CHICAGO (AP) — Even after a switch in quarterbacks to Mitchell Trubisky, the Chicago Bears continued to lose. Now 1-4, the Bears also continue to lose players while committing the same mistakes on the field.
CHICAGO (AP) — Even after a switch in quarterbacks to Mitchell Trubisky, the Chicago Bears continued to lose.
Now 1-4, the Bears also continue to lose players while committing the same mistakes on the field.
Linebacker Willie Young went on injured reserve Tuesday with a triceps injury after missing Monday's 20-17 loss to the Minnesota Vikings.
Young had suffered the injury Sept. 28 against Green Bay and practiced on Thursday, but was unable to go on Friday or Saturday. The Bears are left with outside linebackers Pernell McPhee, Leonard Floyd and Sam Acho.
The Bears have nine players on injured reserve, including linebacker Jerrell Freeman safety Quintin Demps and wide receivers Cameron Meredith and Kevin White. They were also without cornerback Marcus Cooper on Monday because of a back injury.
Despite missing five defensive starters Monday, the defense had four sacks while holding the Vikings to 141 passing yards and 3.9 yards per pass play.
"It's frustrating because we're this close," said Floyd, who had a safety Monday night. "I believe in this team. We just have to keep working hard."
Backup linebacker John Timu went out with a knee injury Monday, and the team hasn't yet revealed the extent of his injury.
Timu was playing for suspended linebacker Danny Trevathan, who will return after sitting one week for delivering a big hit with his helmet to Packers wide receiver Davante Adams.
Trubisky's debut was a mix of promise and rookie mistakes, including the game-deciding interception in the fourth quarter.

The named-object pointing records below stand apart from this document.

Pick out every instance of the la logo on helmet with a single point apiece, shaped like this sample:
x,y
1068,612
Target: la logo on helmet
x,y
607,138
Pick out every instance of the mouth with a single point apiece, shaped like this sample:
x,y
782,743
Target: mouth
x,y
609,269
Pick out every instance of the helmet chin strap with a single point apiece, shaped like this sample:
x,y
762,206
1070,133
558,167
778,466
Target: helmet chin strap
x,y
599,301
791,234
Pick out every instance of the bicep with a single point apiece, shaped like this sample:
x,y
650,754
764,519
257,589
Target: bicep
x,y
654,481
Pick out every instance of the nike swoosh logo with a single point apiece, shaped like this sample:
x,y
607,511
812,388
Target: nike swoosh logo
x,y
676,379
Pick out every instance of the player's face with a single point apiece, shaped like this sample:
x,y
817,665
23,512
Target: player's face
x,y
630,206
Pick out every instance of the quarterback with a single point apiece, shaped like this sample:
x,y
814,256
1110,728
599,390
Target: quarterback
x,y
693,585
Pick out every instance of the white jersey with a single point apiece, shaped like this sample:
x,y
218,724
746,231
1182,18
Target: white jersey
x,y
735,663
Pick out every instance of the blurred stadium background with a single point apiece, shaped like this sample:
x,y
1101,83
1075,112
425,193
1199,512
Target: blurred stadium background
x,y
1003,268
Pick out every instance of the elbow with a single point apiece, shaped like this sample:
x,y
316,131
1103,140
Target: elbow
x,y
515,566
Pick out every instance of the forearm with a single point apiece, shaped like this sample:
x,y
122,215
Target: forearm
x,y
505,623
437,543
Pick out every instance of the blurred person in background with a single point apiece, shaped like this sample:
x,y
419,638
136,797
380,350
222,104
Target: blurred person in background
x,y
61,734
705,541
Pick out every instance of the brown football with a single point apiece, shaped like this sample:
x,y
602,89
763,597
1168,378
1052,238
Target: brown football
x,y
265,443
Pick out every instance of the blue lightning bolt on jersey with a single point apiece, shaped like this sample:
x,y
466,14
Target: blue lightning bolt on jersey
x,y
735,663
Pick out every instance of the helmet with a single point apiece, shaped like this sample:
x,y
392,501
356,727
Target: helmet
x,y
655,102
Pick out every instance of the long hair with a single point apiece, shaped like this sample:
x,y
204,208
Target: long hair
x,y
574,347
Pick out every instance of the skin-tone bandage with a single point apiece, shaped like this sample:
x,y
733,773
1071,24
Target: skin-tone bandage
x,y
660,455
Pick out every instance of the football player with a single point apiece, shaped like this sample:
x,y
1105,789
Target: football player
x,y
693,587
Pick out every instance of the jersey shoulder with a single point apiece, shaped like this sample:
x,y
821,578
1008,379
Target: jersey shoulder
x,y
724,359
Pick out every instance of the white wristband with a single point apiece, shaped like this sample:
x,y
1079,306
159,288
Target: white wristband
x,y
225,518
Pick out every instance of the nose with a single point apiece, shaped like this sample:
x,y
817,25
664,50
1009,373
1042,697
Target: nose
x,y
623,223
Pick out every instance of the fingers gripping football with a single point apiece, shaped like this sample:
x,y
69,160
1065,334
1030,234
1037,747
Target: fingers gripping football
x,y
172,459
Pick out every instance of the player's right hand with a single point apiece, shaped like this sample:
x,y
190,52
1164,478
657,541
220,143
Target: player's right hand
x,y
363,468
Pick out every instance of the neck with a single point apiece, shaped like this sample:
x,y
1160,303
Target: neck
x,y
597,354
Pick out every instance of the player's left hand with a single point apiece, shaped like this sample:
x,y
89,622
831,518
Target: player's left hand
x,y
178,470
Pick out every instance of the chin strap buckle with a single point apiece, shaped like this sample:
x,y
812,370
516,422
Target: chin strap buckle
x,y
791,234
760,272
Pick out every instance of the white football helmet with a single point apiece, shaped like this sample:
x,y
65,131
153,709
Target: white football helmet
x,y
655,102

He went 12 for 25 for 128 yards with a touchdown and interception.
"I thought he was sharp," coach John Fox said. "He made some good third down throws and some good decisions. I thought he handled the offense well."
Trubisky took the blame for the loss after the fourth-quarter interception he threw to Minnesota safety Harrison Smith.
"It seemed like we were keeping them on their heels for the most part," Trubisky said. "That's a really good defense, so for us to do that I've just got to do a better job of taking care of the football."
Teammates said it wasn't as simple, and stood up for their share of blame.
Dropped passes continued to be the same problem it was when Mike Glennon was starting at quarterback.
"You catch it with your eyes; sometimes guys try to take off running before they catch the ball," wide receiver Kendall Wright said. "Bottom line is you can't drop the ball."
The Bears committed six penalties for 45 yards in the first half, including a holding penalty on Markus Wheaton that wiped out Jordan Howard's 42-yard touchdown run. They also had a false start and a delay of game.
"What we need to do is be better, collectively, around him," tight end Zach Miller said. "Too many presnap penalties, too many plays breaking down technique."
The penalties hurt, but Fox said as much as possible was done to overcome them.
Ultimately, turnover ratio is hurting the Bears most. The Bears have a minus-9 turnover ratio, worst in the league and something they have to improve when they play Sunday in Baltimore against the Ravens.
"The Vikings were penalized more times and for more yards than we were," Fox said. "I really think the difference was primarily the turnovers."